Originally Posted by
Dragonsblonde74
Background for me is that this is my 5th break in my life
Welcome to NMP,
Have you considered staying on an antidepressants permanently given your history? Not only would you not have to go through this again, but there is evidence antidepressants become progressively less effective every time they are stopped and restarted, often requiring higher doses to achieve the previous level of control. They may also produce more severe, and/or different, initial side-effects. Two studies, Amsterdam JD, 2016 and Amsterdam, 2009 found the likelihood of antidepressants working after each restart drops by between 19-25% (see also: Amsterdam JD, 2009; Leykin Y, 2007). This applies whether returning to a previously taken antidepressant or a different one.
The night was awful, full on waves of panic and anxiety before bed and when i got in. My husband basically had to hold me until about 2am when I fell asleep and then I was awake at 5.
Please discuss this with the prescribing physician as there are ways of easing these side-effects. Small doses of the ADs mirtazapine, or trazodone should help you sleep better, as could the antihistamine *hydroxyzine (Vistaril) which is also pretty good at dampening anxiety, however, I've heard that UK GPs are reluctant to prescribe it for this purpose for some reason, but it won't hurt to ask.
*Hydroxyzine comes in two forms, hydroxyzine pamoate (Vistaril) and hydroxyzine hydrochloride (Atarax). Anecdotally, the pamoate form is claimed to be the more effective anxiolytic, but just how true this is remains a matter of debate.
My meditations don't seem to help and panic is climbing right now just 90 minutes after the tablet.
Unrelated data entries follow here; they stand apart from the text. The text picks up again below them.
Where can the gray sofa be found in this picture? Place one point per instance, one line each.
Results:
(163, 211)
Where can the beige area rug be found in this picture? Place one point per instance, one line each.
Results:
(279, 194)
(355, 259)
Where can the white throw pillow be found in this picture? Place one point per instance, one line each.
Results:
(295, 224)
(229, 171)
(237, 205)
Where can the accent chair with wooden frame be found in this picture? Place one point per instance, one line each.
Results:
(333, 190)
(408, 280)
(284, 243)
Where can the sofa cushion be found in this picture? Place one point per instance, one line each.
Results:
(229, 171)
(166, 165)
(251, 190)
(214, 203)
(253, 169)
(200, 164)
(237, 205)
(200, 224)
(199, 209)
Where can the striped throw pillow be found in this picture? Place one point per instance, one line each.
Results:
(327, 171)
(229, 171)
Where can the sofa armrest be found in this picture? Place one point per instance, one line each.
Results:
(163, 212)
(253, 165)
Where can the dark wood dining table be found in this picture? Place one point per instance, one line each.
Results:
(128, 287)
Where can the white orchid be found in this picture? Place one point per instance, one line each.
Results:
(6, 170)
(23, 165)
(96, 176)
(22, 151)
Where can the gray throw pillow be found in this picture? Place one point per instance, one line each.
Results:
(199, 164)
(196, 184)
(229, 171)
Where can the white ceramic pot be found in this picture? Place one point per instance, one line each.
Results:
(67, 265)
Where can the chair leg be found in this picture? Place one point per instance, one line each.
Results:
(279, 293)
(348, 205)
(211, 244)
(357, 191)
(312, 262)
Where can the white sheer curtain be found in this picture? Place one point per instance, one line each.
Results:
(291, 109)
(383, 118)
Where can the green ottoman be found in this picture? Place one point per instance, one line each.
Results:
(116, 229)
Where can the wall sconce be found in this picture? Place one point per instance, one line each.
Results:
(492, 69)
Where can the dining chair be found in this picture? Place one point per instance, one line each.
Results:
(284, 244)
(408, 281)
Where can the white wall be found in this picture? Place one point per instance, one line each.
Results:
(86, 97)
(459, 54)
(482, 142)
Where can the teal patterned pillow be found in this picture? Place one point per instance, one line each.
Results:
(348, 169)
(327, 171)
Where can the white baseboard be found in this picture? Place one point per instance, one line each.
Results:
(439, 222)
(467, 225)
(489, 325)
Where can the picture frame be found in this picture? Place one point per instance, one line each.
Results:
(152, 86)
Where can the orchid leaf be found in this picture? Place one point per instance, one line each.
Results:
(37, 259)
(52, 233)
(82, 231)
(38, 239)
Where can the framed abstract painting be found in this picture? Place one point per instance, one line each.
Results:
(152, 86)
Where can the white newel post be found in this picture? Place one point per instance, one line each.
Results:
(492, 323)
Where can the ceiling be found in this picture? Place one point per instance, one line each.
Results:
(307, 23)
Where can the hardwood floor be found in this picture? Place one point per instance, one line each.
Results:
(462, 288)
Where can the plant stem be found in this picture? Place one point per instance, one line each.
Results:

I know I could easily be doing it to myself, but as you will know well it isn't easy to switch that off.
While there is almost certainly a strong psychological component, ADs, and especially the SSRIs and SNRIs, often initially significantly increase anxiety levels. Serotonin is not the 'feel good' neurotransmitter of popular belief, nor are anxiety (and depression) caused by low brain serotonin levels. Stress actually *increases serotonin in areas linked to these disorders, particularly the amygdala, hippocampus, hypothalamus and nucleus caudatus. This increase should prevent that stress from triggering anxiety and depression if the low serotonin hypothesis was correct, but it has the opposite effect.
While ADs do increase serotonin levels for the first few weeks, their longer term effect is to significantly *reduce them to well below pretreatment levels. Unfortunately, that initial serotonin spike often significantly worsens anxiety and is also responsible for some of the other common initial side-effects. For example, the gut is by far the most serotonergic organ of the body, not the brain, making and using over 90% of the body's output compared to less than 2% for the brain. Consequently, it is often more greatly affected by serotonergic ADs triggering side-effects such as nausea and diarrhoea, or, conversely, constipation at the beginning.